Comentario
Desde 1935, Polonia estaba regida por una Constitución autoritaria, hechura del régimen de los coroneles regido por Pilsudski, que falleció aquel mismo año, dejando tras de sí un Gobierno militarista y conservador. Hitler, que reclamaba Danzig y un paso a través del corredor polaco, chocaba con la inquebrantable oposición de los gobernantes de Varsovia, confiados en Chamberlain, que había prometido ayudarles aunque, hasta entonces, Londres y París habían mantenido la paz en Europa a costa de ceder ante todas las pretensiones de Hitler. Este, tras anexionarse Austria en 1938, esperaba contar con la alianza de la URSS, con la que mantenía algunos acuerdos establecidos durante la República de Weimar: los alemanes fabricaban armas en territorio ruso, que estaban prohibidas a la Reichswehr por el tratado de Versalles y, a cambio, ayudaban a la industria militar soviética. Buenas y contradictorias relaciones que se ampliaron, el 2 de agosto de 1939, con un acuerdo sobre Polonia y, el 23, con un pacto de no agresión.
La firmeza polaca frente a Hitler se alentaba con su historia de enfrentamientos con los vecinos y el recuerdo de la victoria sobre las fuerzas soviéticas en 1920. La doctrina de su Estado Mayor derivaba de la victoria francesa en 1918, que convirtió a la Ecole Superiéure de Guerre de París en la máxima autoridad de las ciencias militares. Acabada la Gran Guerra, todos los Ejércitos enviaron a París a sus oficiales más distinguidos, a fin de ampliar estudios pero ya en 1939, las teorías de la Ecole resultaban obsoletas ante las posibilidades de la aviación y los blindados; los tratadistas tradicionales ignoraban que el motor de gasolina inauguraba una nueva era de la táctica.
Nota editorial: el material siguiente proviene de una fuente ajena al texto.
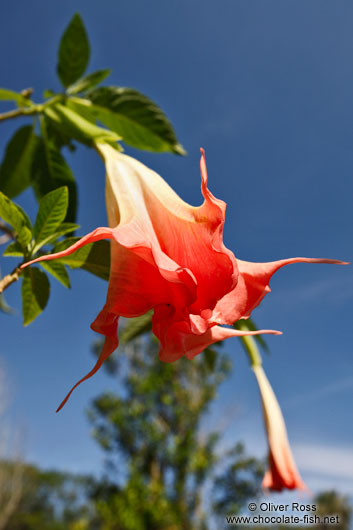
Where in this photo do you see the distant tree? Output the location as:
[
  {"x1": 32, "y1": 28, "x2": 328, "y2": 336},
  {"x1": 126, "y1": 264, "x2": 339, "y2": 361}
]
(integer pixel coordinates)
[
  {"x1": 89, "y1": 321, "x2": 263, "y2": 530},
  {"x1": 315, "y1": 490, "x2": 352, "y2": 530},
  {"x1": 0, "y1": 461, "x2": 99, "y2": 530}
]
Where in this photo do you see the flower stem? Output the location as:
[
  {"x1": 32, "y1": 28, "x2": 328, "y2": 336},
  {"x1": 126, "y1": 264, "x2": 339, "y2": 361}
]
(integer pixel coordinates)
[{"x1": 0, "y1": 267, "x2": 22, "y2": 294}]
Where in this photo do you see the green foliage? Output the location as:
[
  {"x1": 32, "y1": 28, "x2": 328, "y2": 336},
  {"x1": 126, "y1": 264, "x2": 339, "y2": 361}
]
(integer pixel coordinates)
[
  {"x1": 57, "y1": 13, "x2": 90, "y2": 87},
  {"x1": 0, "y1": 13, "x2": 184, "y2": 330},
  {"x1": 89, "y1": 330, "x2": 260, "y2": 530},
  {"x1": 0, "y1": 125, "x2": 38, "y2": 198},
  {"x1": 0, "y1": 460, "x2": 100, "y2": 530},
  {"x1": 0, "y1": 191, "x2": 32, "y2": 249},
  {"x1": 233, "y1": 318, "x2": 270, "y2": 353},
  {"x1": 45, "y1": 103, "x2": 121, "y2": 147},
  {"x1": 314, "y1": 490, "x2": 352, "y2": 530},
  {"x1": 40, "y1": 261, "x2": 70, "y2": 288},
  {"x1": 66, "y1": 69, "x2": 111, "y2": 96},
  {"x1": 22, "y1": 267, "x2": 50, "y2": 326},
  {"x1": 33, "y1": 186, "x2": 69, "y2": 253},
  {"x1": 54, "y1": 238, "x2": 110, "y2": 281},
  {"x1": 213, "y1": 443, "x2": 265, "y2": 517},
  {"x1": 119, "y1": 311, "x2": 153, "y2": 344},
  {"x1": 3, "y1": 241, "x2": 24, "y2": 258},
  {"x1": 85, "y1": 86, "x2": 185, "y2": 155},
  {"x1": 0, "y1": 88, "x2": 32, "y2": 107}
]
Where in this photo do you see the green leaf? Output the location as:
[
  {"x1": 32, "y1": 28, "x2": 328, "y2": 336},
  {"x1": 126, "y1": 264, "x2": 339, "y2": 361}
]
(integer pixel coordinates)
[
  {"x1": 0, "y1": 293, "x2": 15, "y2": 315},
  {"x1": 203, "y1": 347, "x2": 218, "y2": 372},
  {"x1": 119, "y1": 311, "x2": 153, "y2": 344},
  {"x1": 87, "y1": 87, "x2": 185, "y2": 155},
  {"x1": 38, "y1": 223, "x2": 80, "y2": 249},
  {"x1": 57, "y1": 13, "x2": 90, "y2": 87},
  {"x1": 3, "y1": 241, "x2": 24, "y2": 258},
  {"x1": 0, "y1": 191, "x2": 32, "y2": 249},
  {"x1": 233, "y1": 318, "x2": 270, "y2": 353},
  {"x1": 33, "y1": 186, "x2": 69, "y2": 253},
  {"x1": 66, "y1": 70, "x2": 111, "y2": 95},
  {"x1": 40, "y1": 260, "x2": 70, "y2": 289},
  {"x1": 44, "y1": 103, "x2": 121, "y2": 147},
  {"x1": 0, "y1": 125, "x2": 39, "y2": 198},
  {"x1": 32, "y1": 131, "x2": 77, "y2": 221},
  {"x1": 54, "y1": 238, "x2": 110, "y2": 281},
  {"x1": 43, "y1": 88, "x2": 55, "y2": 99},
  {"x1": 0, "y1": 88, "x2": 32, "y2": 107},
  {"x1": 22, "y1": 267, "x2": 50, "y2": 326}
]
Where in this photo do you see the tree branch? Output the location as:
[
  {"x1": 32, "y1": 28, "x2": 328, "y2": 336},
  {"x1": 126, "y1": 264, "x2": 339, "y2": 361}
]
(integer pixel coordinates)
[{"x1": 0, "y1": 107, "x2": 37, "y2": 121}]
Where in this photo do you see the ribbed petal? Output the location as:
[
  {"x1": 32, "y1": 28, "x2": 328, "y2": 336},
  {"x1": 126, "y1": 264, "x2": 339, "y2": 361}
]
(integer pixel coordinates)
[
  {"x1": 56, "y1": 307, "x2": 119, "y2": 412},
  {"x1": 252, "y1": 366, "x2": 307, "y2": 491},
  {"x1": 211, "y1": 258, "x2": 347, "y2": 324},
  {"x1": 99, "y1": 144, "x2": 238, "y2": 313}
]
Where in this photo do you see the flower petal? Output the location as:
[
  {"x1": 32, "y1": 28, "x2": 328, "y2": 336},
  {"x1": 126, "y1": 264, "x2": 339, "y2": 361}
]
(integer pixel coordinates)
[
  {"x1": 252, "y1": 365, "x2": 307, "y2": 491},
  {"x1": 98, "y1": 145, "x2": 238, "y2": 313}
]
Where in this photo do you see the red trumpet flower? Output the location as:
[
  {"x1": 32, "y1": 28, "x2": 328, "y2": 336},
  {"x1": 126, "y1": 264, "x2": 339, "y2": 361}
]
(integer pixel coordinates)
[{"x1": 24, "y1": 144, "x2": 340, "y2": 410}]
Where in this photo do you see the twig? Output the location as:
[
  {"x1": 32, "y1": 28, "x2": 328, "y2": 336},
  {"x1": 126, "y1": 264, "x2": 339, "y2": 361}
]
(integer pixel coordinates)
[
  {"x1": 0, "y1": 267, "x2": 22, "y2": 294},
  {"x1": 0, "y1": 221, "x2": 15, "y2": 239},
  {"x1": 0, "y1": 221, "x2": 15, "y2": 245}
]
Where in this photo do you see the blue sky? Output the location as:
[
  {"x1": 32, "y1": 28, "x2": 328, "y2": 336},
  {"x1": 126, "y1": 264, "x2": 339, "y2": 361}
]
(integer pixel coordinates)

Efectivamente, nacía una guerra moderna, que era hija de la industria.
Sin embargo, Polonia era un país agrario cuyo Ejército ni siquiera podía aplicar las ideas francesas a sus anticuadas tropas, que apenas contaban con blindados, cañones antiaéreos y contracarros. Como si fueran los tiempos de Napoleón, el orgullo militar polaco descansaba en sus tres regimientos de caballería ligera, 27 de ulanos y 10 de cazadores, más propios de las páginas de Víctor Hugo que de un plan de operaciones de 1939.
En todos los Ejércitos del mundo, los oficiales amaban a los caballos y difícilmente se resignaban a olvidar su gallarda presencia. La polémica caballo-motor llenaba páginas de las revistas militares pero, en las grandes potencias, la caballería de sangre dejaba paso a las motocicletas, los automóviles y los blindados. Polonia, en cambio, mantenía el mito caballeresco, ante la imposibilidad de contar con medios más modernos. Muchos de sus oficiales oponían el valor y la tradición, que eran gratis, a la gasolina y la mecánica, que Polonia no podía pagar. Aunque, por nada del mundo, los generales, que dominaban el Gobierno, habrían desviado el presupuesto en favor de los automóviles, los tanques y los aviones, perjudicando a los viejos regimientos a caballo, que llenaban sus sentimientos de soldados arcaicos y heroicos, guardianes de la Polonia campesina y católica.
Para protegerse de un ataque alemán, a través de la amplia y practicable frontera, el Ejército polaco debía establecer una línea fortificada atrasada, en la línea Vístula-San, y abandonar regiones consideradas vitales. Pero los generales deseaban preservar la totalidad del territorio, aunque la táctica aconsejara lo contrario. Confiados en sus propias tropas y en la protección de los aliados occidentales, se fortificaron en una línea demasiado próxima a la frontera alemana. Si las tropas de Hitler lograban romperla, sus fuerzas motorizadas tendrían abierta la llanura polaca. El país estaba inerme, a pesar de disponer de una gran reserva de tropas, que el Gobierno había concentrado entre Lodz y Varsovia, pero sin bastante capacidad de maniobra para contraatacar con presteza.